World Menopause Day 2021

Our guest writer today is Dr Nneka Nwokolo, an Honorary Consultant Physician in HIV and Sexual Health, Chelsea & Westminster hospital, she also runs a clinic within Chelsea and Westminster specialist menopause service for women living with HIV.

The Menopause and HIV

Finally, people can speak openly about the menopause! In almost every magazine or newspaper nowadays, there’s an article about this menopause support programme or that lifestyle adjustment, and it’s great!

For decades, no, for generations, menopause has been the last taboo – whispered about as a thing of shame, or not talked about at all.

But now, despite living in a world where youth seems to be valued over all else, older women are speaking up and saying, “We refuse to be ignored any longer”; “We’re not prepared to suffer in silence anymore”. And this is as it should be.

It’s taken a small number of high-profile women whose experiences of menopause were so unbearable, that they somehow found the courage to speak up about their terror of losing their jobs because their brains didn’t work anymore, about their constant panic attacks despite only a few months previously having been the most confident of people, and their worry that this was how it was going to be for the rest of their lives. And in speaking up and seeking help, these women gave hope to many, many other people who would still (and some still are) be suffering in silence.

But when you read or hear about these women’s experiences of menopause, there are others whose stories you may never come across, and this includes the stories of women living with HIV.

There are over 30,000 women with HIV in the UK and just over 12,000 of them are between the ages of 45-56, i.e., of menopausal age. Studies suggest that women living with HIV may be more likely to attain menopause earlier, and suffer more severe menopause symptoms, than women without HIV, but there’s very little published research on the experiences and health of this group of women. Despite high levels of education, many live below the poverty line, and many avoid or delay accessing healthcare because of fear of discrimination.

When you read about the effects of menopause on long term health, you discover that this “natural” effect of aging increases the risk of heart disease, osteoporosis and dementia; but HIV itself also increases these risks.
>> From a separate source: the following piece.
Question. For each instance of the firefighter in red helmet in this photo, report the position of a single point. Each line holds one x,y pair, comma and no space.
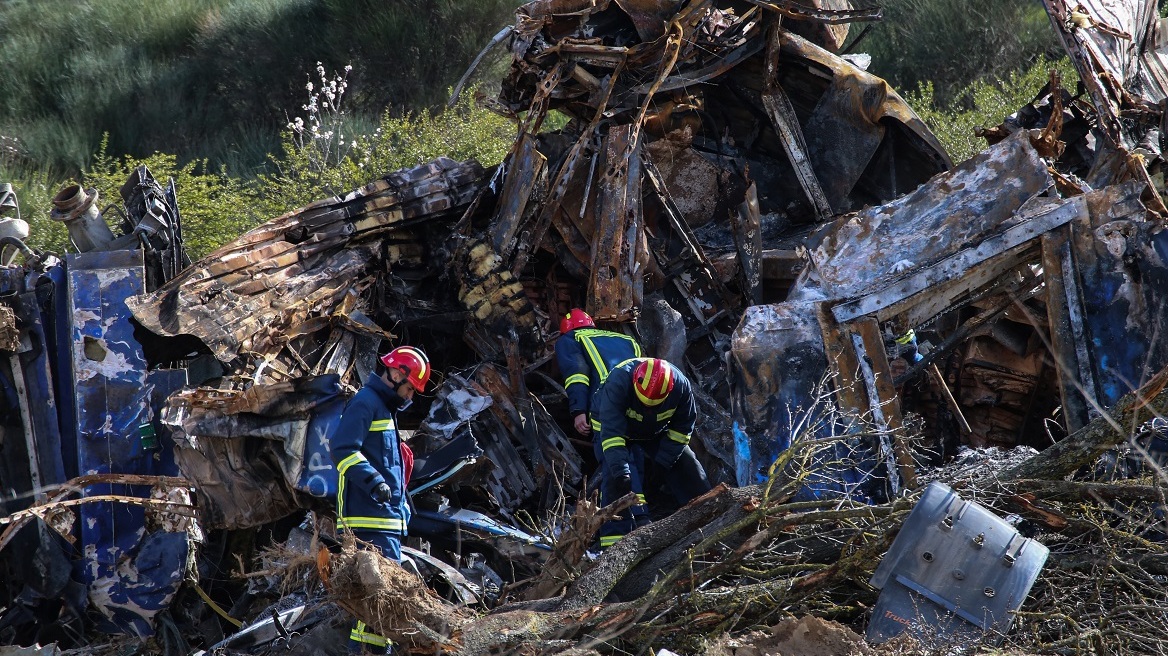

In the UK, the majority of women with HIV come from minority ethnic backgrounds. The disparities in healthcare that women of colour face compared to their white counterparts are well known, and these serve to compound the risk of ill-health for women living with HIV and are of particular concern for those who are unwilling or unable to access healthcare.
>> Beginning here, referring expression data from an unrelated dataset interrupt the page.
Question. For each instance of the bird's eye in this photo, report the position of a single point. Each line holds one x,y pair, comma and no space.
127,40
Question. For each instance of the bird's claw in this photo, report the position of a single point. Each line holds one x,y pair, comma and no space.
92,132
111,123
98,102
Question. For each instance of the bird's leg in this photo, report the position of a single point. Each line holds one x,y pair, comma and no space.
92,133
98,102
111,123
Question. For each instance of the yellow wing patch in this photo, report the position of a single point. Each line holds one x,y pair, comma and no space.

Women of perimenopausal and menopausal age often describe feeling as if they’re “invisible” to the rest of society, but women living with HIV feel this even more acutely for reasons including, but not limited to, those outlined above.

But thankfully, organizations such as The Sophia Forum ( provide tremendous support for women with HIV, including those transitioning through menopause. The “We are Still Here” campaign for, and by, older women living with HIV aims to highlight and share experiences, and advocates for holistic services and standards of care. I was privileged to be invited to speak about menopause at a WISEUP+ weekend where women were able to have their questions about menopause and HIV answered and to hear about and learn from their peers, while I gained a better understanding of, and valuable insights into what they were going through. Events such as this are really important.

The Sophia Forum has also produced the “Guide to Menopause for Women Living with HIV” booklet providing clear and practical information about menopause, its symptoms and how to manage them, as well as helpful online resources.

Menopause is starting to be discussed more generally among women with HIV, and importantly, also among HIV clinicians. HIV physicians are starting to be trained in menopause which should provide opportunities for risk factors to be identified and addressed where possible, but it’s also important that women are able to speak to their GPs about menopause and to have the choice to be managed in general practice. Collaborations between healthcare providers and organizations that support and advocate for women living with HIV are crucial for ensuring that the voices of women are heard, and that services are designed to meet their needs.

Research into properly understanding the intersection between HIV, the menopause and health disparities is critically important, as are promoting menopause awareness and supporting women and other people who experience menopause to feel empowered to share their experiences and access the help they need.

Most importantly, the silence that surrounds menopause must end and no one should be excluded from the menopause conversation.